It was like stepping back in time to being a teenager in England; the place smelled of smoke and beer and felt utterly peaceful. Patrons talked in low murmurs, minding their own business over tall glasses half filled with dark, murky brew and streaked with white foam. Smoke curled bluely through the occasional slant of sunlight; dark wood gleamed. I found a table in a corner, facing the door, and ordered pizza and a pint of Greenman ale, which turned out to be more like a bitter than anything else and slipped down beautifully. The pizza, when it came, had everything on it. The sausage was chewy and tough and I savored every bite. I ordered another beer, and half drowsed in the snug warmth, until I felt the light touch of Julia’s hand on my hair, and her whisper,
My anti-Samson
. The room fractured and shimmered.

She sat next to me in the truck all the way back, her hand resting on my thigh.
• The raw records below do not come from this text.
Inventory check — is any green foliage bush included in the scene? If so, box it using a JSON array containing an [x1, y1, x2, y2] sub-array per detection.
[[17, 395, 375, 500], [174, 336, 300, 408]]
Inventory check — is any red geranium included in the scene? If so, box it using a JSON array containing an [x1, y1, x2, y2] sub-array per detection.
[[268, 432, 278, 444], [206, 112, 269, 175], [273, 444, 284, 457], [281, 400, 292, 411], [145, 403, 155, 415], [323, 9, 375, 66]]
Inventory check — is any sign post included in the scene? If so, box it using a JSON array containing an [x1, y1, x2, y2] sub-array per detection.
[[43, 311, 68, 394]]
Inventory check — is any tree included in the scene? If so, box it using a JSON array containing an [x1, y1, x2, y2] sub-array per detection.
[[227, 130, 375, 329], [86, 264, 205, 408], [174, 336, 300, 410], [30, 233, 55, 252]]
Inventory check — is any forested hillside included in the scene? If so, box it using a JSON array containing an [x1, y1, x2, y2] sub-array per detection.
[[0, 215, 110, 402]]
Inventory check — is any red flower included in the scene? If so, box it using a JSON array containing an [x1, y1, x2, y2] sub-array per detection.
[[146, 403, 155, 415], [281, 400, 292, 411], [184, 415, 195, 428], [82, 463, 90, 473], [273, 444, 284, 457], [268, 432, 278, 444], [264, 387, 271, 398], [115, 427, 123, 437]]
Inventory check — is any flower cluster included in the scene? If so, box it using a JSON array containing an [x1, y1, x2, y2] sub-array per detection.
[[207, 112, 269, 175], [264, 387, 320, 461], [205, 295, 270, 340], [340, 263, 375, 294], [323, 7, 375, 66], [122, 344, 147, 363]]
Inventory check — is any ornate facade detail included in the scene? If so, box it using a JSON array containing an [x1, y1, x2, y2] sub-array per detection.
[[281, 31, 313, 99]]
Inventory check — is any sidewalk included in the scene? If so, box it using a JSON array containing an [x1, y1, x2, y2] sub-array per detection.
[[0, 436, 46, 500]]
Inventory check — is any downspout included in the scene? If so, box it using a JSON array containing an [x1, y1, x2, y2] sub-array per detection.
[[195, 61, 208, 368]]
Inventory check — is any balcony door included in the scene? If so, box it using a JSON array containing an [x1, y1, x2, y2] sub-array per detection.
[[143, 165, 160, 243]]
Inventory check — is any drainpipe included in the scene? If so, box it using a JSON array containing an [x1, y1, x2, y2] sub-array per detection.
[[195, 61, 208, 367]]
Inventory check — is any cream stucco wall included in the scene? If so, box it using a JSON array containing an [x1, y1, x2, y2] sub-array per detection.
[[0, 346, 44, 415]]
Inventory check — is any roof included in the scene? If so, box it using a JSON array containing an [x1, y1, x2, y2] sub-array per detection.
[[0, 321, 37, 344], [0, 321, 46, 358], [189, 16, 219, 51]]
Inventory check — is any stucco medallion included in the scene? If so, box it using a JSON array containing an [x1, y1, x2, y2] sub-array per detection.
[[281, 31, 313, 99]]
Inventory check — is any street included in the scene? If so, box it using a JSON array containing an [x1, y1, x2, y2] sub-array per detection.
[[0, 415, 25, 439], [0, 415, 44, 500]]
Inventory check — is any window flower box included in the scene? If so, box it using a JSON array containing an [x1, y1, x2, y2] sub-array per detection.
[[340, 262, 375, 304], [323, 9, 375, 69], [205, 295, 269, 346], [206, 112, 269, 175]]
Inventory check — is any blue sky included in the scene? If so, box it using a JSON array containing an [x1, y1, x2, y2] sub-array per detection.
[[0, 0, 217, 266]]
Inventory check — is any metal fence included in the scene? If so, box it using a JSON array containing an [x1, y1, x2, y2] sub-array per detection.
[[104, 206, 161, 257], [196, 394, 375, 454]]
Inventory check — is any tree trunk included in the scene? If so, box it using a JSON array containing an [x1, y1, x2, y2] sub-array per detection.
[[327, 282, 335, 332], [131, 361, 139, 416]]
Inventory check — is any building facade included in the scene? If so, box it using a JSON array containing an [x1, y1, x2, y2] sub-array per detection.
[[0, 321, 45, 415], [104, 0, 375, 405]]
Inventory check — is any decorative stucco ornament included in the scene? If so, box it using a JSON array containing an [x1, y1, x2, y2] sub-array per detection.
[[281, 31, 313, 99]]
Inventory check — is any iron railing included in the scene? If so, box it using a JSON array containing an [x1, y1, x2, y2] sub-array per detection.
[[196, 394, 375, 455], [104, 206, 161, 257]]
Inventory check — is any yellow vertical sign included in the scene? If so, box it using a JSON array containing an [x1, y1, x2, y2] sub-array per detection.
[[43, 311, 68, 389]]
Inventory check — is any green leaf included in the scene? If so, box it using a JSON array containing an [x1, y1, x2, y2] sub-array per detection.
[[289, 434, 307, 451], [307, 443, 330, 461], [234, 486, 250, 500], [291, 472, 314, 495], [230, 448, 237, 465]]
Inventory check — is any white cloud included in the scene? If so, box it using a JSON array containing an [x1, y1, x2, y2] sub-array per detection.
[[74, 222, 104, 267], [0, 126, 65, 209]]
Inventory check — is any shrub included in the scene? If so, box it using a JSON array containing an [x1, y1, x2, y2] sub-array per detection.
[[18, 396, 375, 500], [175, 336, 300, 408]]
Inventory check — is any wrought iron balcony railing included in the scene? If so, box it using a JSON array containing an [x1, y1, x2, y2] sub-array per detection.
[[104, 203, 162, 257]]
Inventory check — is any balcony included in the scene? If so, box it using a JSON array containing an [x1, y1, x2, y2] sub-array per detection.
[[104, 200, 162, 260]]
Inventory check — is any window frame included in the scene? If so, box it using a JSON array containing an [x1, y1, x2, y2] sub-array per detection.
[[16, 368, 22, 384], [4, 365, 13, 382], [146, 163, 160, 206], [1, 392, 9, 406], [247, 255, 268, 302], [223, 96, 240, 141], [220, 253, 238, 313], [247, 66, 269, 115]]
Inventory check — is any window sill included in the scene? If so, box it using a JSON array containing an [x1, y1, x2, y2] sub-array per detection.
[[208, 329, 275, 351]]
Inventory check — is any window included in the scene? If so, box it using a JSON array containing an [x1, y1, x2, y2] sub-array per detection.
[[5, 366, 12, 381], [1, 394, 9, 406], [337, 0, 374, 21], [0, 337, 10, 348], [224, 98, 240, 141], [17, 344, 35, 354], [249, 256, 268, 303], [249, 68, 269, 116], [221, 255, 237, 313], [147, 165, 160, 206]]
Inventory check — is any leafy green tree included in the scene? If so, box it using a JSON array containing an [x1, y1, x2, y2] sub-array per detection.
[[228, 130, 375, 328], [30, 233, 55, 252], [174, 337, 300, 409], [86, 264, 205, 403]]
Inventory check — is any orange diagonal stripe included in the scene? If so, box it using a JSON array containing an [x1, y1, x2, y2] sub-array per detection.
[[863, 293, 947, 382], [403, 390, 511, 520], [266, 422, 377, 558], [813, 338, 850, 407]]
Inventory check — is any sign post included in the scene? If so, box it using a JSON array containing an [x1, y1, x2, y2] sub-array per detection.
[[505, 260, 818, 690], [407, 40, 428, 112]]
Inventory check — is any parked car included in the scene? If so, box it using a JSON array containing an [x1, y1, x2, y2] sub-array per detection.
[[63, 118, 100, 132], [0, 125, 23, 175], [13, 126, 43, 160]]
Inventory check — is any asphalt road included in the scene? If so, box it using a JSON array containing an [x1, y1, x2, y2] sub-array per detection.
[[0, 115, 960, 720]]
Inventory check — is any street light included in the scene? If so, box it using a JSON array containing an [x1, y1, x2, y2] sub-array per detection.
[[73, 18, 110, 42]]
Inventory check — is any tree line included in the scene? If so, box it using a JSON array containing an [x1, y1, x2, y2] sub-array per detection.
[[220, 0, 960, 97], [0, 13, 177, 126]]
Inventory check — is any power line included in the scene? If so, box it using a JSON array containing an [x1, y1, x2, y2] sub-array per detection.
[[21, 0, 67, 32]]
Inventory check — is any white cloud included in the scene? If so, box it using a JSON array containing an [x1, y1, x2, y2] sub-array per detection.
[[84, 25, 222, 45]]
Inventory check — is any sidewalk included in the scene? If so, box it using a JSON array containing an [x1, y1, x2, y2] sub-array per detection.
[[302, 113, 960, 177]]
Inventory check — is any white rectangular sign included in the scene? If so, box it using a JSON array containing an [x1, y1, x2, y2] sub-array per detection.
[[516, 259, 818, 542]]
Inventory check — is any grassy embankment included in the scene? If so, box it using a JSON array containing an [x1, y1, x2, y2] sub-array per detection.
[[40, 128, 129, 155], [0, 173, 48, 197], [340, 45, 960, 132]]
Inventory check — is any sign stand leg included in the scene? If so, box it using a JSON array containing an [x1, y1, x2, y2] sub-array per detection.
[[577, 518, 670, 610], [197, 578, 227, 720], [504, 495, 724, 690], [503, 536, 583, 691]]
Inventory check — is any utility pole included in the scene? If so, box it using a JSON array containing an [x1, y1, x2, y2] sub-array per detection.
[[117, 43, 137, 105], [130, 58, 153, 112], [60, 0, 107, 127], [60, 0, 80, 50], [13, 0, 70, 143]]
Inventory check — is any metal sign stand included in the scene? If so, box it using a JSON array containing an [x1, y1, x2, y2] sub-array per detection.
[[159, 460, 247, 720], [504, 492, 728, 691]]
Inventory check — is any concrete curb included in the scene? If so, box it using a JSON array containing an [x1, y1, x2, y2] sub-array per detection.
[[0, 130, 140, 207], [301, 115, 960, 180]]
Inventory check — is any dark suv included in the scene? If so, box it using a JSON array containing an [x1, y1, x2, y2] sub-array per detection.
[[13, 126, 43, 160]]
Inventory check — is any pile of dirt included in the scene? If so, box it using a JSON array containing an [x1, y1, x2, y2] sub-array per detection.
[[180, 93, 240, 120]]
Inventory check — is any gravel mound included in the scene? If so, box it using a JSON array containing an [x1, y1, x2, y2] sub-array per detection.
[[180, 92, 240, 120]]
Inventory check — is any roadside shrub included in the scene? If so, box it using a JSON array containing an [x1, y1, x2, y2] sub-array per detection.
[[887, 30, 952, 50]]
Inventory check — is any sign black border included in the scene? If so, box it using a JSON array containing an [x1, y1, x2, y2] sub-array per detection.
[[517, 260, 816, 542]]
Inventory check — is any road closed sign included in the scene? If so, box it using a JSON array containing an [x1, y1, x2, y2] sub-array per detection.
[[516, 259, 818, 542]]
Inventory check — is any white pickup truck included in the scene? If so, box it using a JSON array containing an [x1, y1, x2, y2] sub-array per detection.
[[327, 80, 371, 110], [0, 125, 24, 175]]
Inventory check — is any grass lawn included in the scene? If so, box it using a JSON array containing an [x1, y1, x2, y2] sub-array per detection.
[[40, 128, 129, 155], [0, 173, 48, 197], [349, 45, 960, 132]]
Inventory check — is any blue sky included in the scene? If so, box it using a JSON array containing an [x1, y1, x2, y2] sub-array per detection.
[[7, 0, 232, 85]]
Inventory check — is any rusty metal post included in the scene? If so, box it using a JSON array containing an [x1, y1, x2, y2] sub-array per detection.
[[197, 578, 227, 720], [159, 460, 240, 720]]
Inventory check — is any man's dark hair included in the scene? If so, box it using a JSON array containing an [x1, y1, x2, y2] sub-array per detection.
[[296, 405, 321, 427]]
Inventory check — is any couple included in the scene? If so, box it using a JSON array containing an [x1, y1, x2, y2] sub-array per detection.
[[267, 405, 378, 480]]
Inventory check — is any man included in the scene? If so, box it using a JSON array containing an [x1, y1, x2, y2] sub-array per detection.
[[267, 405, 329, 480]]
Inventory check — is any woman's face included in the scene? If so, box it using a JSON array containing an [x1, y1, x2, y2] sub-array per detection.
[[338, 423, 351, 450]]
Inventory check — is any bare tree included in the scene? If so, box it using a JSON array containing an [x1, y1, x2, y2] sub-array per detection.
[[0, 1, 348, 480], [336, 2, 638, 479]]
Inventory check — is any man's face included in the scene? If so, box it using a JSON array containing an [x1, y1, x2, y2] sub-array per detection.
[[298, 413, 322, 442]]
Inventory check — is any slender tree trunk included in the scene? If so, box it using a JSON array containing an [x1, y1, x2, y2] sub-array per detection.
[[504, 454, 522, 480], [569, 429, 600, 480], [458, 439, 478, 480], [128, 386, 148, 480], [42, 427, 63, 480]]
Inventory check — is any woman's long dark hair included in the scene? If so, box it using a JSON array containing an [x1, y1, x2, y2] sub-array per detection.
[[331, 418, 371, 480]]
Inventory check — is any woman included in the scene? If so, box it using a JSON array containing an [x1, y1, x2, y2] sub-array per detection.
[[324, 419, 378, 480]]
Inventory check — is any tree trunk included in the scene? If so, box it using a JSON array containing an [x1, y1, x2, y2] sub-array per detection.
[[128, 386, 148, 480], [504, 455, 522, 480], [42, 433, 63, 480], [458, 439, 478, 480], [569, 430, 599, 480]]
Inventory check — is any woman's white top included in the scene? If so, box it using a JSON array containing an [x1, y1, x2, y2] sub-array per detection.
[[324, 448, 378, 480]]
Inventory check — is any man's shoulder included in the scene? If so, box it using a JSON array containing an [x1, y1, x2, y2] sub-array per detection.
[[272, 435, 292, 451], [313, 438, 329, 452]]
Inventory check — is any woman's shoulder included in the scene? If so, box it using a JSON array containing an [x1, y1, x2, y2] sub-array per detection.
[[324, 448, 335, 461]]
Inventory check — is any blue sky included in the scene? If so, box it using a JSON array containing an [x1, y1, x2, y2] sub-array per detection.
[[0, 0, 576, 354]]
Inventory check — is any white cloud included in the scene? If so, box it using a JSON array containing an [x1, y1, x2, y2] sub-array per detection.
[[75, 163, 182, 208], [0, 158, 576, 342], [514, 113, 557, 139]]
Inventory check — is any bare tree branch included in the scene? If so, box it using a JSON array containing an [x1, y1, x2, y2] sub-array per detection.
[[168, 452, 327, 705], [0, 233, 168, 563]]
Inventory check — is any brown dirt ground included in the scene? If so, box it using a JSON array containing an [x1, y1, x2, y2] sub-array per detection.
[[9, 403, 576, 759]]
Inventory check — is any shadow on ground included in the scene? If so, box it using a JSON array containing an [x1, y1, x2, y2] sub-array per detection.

“Something’s changed,” she said. We drove west. The sun, low on the horizon, shone straight into the cab. She wore the same coat as on the night we’d met. A raincoat. Today it was dry.

“I still love you.”

“Bed linens, bread, orange juice…”

In the rearview mirror, my face was gold in the sunlight. Hers wasn’t, and when she turned to look at me, she didn’t squint against the glare.

“… beer, milk, fruit and vegetables and fish. And a newspaper.”

“Dornan will need a decent place to sleep tomorrow night, and breakfast. And I want something for dinner that’s not rice.” I couldn’t explain the newspaper.

The raincoat had disappeared. Now she wore jeans and a white, low-cut button T that exposed her tight belly. When had she worn those?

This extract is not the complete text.